Introduction

bayesian_models is a library born out of need to balance model reusability with model flexibility. Written from a ‘wet lab’ scientific perspective, it aims to make bayesian inference accessible to a wider audience with possibly limited or even no expertise in the field. A lab scientist will typically devote most of their time and resources to process of collecting the data, since unlike many ‘programmatic’ datasets (be it clicks, economic data, online text etc) scientific data are very expensive to produce, both literly and figuratively.

While pymc is a very powerfull and flexibly tool for bayesian inference, it maintains its flexibility by defering to the user for the process of specifying the model itself. Yet, model building is fairly sophisticated and specialized field, often outside the field of expertise of most scientists. Since most scientists can devote relatively litle time to the process of modeling itself they tend to defer to ‘premade’ estimators, that apply a specific model to some dataset.

A good example of this the scikit-learn library, which offers a wide selection of common models for various tasks, through a simple, common API. This package aims to provide similar functionality but from a bayesian perspective. Key objectives is to provide as wide of selection of models as possible, while minimizing the amount of specialized technical knowledge needed to understand implementation details. At the same time, real world scientific data are often messy and scientists often need to extract diverse information from datasets, considering how expensive they are to generate. On the other hand, different research areas will have difference requirements, such that the models need to allow for more complex specification and to be able to adapt to the needs of the analysis.

Scientific also has many special requirements, foremost among them robust uncertainty estimates and interpretability. The machine learning community often disregards these two requirements focusing more of actionable results. To a scientist however, understanding how a physical system operates is just as important as making correct predictions. In fact, predictions are often an afterthought, only serving as evidence in favor of the hypothesis represented by the model itself.

There is of course a vast array of statistical models available, and not all can be reasonably implemented and maintained. Which models get selected for implementation is something of an ad-hoc process. However this library is written explicitly from the perspective of bayesian inference and is really just a convenient wrapper around pymc itself. Some models and statistical technique are explicitly outside the scope of this library, generally because they are either frequentist or are “algorithmic” (i.e. Support Vector Machines, Partial Least Squares, etc).
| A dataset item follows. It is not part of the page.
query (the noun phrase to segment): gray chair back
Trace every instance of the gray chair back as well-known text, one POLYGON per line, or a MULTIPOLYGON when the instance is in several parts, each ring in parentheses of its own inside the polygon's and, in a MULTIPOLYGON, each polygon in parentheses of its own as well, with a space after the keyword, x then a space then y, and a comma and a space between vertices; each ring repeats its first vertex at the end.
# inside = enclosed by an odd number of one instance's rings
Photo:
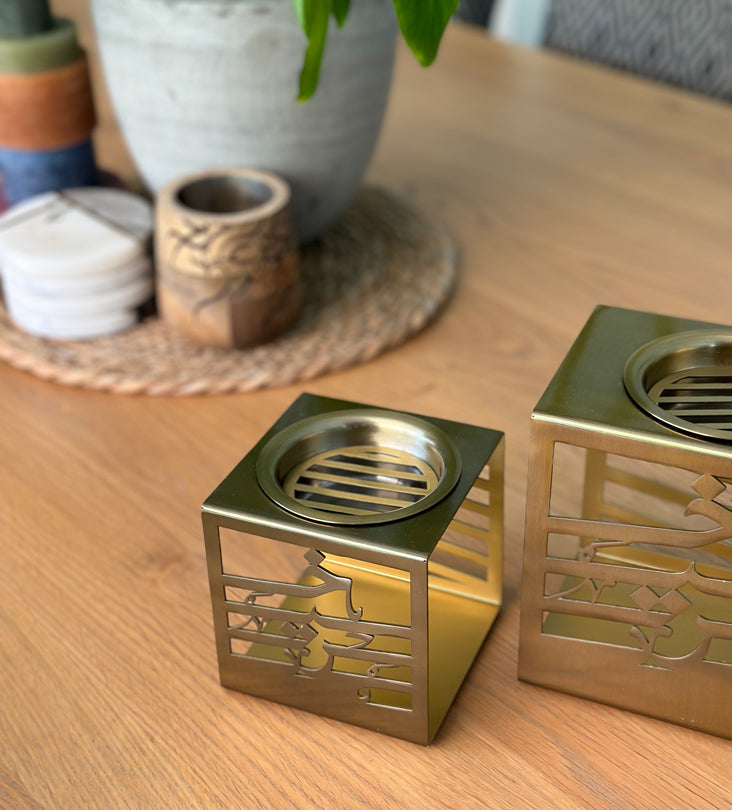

In summary the key design goals of this project are to provide, prebuilt model implementations, that can operate “out-of-the-box” with as litle tinkering as possible, while enabling more specialized users to dive deeper and alter aspects of the general model itself, according to their specific needs. Data are cannot be assumed to derive from software sources, which may require decoupling the data-generating process itself from the software. For example many bayesian optimization packages couple the cost function evalutation process to the software itself, which hinders application of this “model” to scientific experiments, since there the evalutation itself is a physical process.

Errors

Bearing in mind the fact that this library does not assume much prior knowledge, especially technical knowledge on the part of the user, informative error messages are important. Several libraries, including pymc itself are pretty (in)famous for their sometimes cryptic error messages. Where possible, error messsages should list the received problematic input or value and the expected value itself. Where possible, underlying errors should be wrapped rather than be allowed to bubble up to the user, with custom error types, where feasible.